Mebbeth shrugged. "Keep yer eyes and ears out for learnin' - even common folks might have some minor magicks to teach. There's also scrolls, recipes, books and even some stranger items that have spells inscribed on 'em. If ye find one, just examine it close and copy it into yer book if ye want it. I ken also show ye more spells if ye return, especially when ye've a little more o' the planes in ye."
"I'd appreciate it. Thanks."
"A-fore ye go, child, ye'll need some magicks for ye to whet yer appetite..." Mebbeth rummaged in her robe, then pulled forth three small recipes, which she passed to me. "Ye should copy these into yer book, so they ken go into yer attic as soon as possible..."
"Wait... there's more..." Mebbeth fished a tiny bundle of black cloth from her apron and unrolled it, producing a pair of amber earrings. "These'll protect ye on yer travels, child... I no longer wear them meself, so go ahead an' take them."
"All right child -- don't tarry here any longer. One such as ye has other ways to spend one's time rather than hang around Ol' Mebbeth."
I gave her a warm smile, "Now, come on, Mebbeth, you're not old."
The corners of her lips twitched into a smile, and she blushed pale, bringing her fingers to her lips "Pah, ye flatterer! Yer tongue is so lined with silver it'd shame a Baatezu! Get ye hince!"
I bowed to her, "Thanks for everything, Mebbeth."

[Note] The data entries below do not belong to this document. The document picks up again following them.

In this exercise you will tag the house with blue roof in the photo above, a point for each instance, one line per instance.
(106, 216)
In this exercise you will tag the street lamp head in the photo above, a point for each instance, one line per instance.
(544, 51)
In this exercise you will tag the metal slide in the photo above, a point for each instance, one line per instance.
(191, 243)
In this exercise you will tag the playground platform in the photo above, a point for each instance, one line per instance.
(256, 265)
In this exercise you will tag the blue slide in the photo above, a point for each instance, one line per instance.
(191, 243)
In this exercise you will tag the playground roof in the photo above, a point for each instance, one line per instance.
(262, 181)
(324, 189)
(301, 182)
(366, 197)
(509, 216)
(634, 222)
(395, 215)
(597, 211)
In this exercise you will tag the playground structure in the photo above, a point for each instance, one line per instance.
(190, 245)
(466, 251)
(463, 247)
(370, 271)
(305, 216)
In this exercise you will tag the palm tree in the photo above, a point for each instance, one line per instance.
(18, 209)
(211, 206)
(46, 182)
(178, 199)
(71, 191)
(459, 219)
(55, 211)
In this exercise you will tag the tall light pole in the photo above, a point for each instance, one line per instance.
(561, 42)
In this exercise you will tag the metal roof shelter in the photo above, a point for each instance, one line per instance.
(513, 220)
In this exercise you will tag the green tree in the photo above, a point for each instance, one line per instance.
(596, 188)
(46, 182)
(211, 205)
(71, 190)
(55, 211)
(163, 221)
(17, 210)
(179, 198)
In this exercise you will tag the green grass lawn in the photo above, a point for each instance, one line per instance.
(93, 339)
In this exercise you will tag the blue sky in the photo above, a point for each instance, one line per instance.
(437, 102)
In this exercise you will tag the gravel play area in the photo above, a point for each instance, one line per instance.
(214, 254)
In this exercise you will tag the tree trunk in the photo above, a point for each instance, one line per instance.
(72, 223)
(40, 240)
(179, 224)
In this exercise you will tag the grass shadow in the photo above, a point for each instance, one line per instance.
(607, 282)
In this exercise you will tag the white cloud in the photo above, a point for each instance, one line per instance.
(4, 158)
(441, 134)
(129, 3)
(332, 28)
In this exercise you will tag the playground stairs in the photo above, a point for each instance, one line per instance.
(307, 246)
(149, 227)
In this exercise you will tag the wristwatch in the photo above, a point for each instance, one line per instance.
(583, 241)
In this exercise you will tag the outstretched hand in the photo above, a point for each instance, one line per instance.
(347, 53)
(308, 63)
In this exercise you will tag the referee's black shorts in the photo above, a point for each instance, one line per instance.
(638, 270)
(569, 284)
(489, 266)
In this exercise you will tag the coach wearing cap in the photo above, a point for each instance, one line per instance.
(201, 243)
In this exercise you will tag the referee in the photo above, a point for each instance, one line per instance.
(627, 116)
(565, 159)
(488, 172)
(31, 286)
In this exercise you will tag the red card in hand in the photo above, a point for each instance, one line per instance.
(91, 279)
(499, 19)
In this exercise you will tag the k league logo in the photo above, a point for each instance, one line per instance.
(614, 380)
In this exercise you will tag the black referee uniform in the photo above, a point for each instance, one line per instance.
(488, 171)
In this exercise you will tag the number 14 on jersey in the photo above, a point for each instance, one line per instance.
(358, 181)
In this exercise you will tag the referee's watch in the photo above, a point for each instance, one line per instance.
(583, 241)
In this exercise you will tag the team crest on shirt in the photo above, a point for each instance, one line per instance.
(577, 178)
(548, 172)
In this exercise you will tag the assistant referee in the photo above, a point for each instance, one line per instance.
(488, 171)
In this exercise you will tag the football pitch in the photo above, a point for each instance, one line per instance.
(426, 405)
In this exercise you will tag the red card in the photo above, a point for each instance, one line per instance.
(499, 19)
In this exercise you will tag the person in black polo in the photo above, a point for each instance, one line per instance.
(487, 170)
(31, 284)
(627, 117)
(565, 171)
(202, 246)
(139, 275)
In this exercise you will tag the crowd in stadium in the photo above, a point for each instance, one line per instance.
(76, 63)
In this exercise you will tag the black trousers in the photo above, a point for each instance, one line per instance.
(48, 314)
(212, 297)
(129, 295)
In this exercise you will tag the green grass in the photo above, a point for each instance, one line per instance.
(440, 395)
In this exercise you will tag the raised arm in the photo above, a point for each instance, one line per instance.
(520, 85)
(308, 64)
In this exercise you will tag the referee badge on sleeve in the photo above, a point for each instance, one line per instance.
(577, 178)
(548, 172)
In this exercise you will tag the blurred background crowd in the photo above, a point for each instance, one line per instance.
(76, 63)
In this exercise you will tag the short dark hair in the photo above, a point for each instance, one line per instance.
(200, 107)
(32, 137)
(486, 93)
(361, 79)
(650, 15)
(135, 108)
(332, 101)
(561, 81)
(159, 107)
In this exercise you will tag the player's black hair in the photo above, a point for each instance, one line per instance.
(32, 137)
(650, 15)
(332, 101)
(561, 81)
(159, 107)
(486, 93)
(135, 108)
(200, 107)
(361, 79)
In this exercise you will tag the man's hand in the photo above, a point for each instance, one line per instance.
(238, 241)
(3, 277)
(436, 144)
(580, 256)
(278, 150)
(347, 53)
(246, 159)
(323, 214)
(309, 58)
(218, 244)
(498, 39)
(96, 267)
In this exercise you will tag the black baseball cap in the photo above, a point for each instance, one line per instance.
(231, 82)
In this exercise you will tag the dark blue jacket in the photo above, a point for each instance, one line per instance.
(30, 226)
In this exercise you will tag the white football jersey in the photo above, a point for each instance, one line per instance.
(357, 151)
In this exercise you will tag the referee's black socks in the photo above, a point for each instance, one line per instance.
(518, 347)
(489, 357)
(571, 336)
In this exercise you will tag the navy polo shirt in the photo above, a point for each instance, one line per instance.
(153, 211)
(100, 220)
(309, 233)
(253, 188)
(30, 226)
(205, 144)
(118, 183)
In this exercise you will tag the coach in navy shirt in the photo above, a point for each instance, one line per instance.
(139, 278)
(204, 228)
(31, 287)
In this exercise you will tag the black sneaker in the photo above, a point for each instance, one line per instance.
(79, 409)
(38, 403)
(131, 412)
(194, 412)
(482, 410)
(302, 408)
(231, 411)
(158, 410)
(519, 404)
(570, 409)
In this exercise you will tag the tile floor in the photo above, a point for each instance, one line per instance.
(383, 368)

"Pah! Ye ken thank me by not playin' the addle-cove with what've learned. The Art's damned many a fool who sought to bend it in ways the Art weren't meant to bend. Now get along with ye!"
"Well well, finally a fancy-pants mage, eh? Good for you, chief. Though honestly, I think we still need a bit more manpower. I think I feel a tooth coming loose."
I grunted in agreement, looking over the recipe cards. Hmm. Chromatic Orb? Blood Bridge? Identify? Sounded interesting, "We'll need to make a friend or two, Morte. It's time to go barhopping."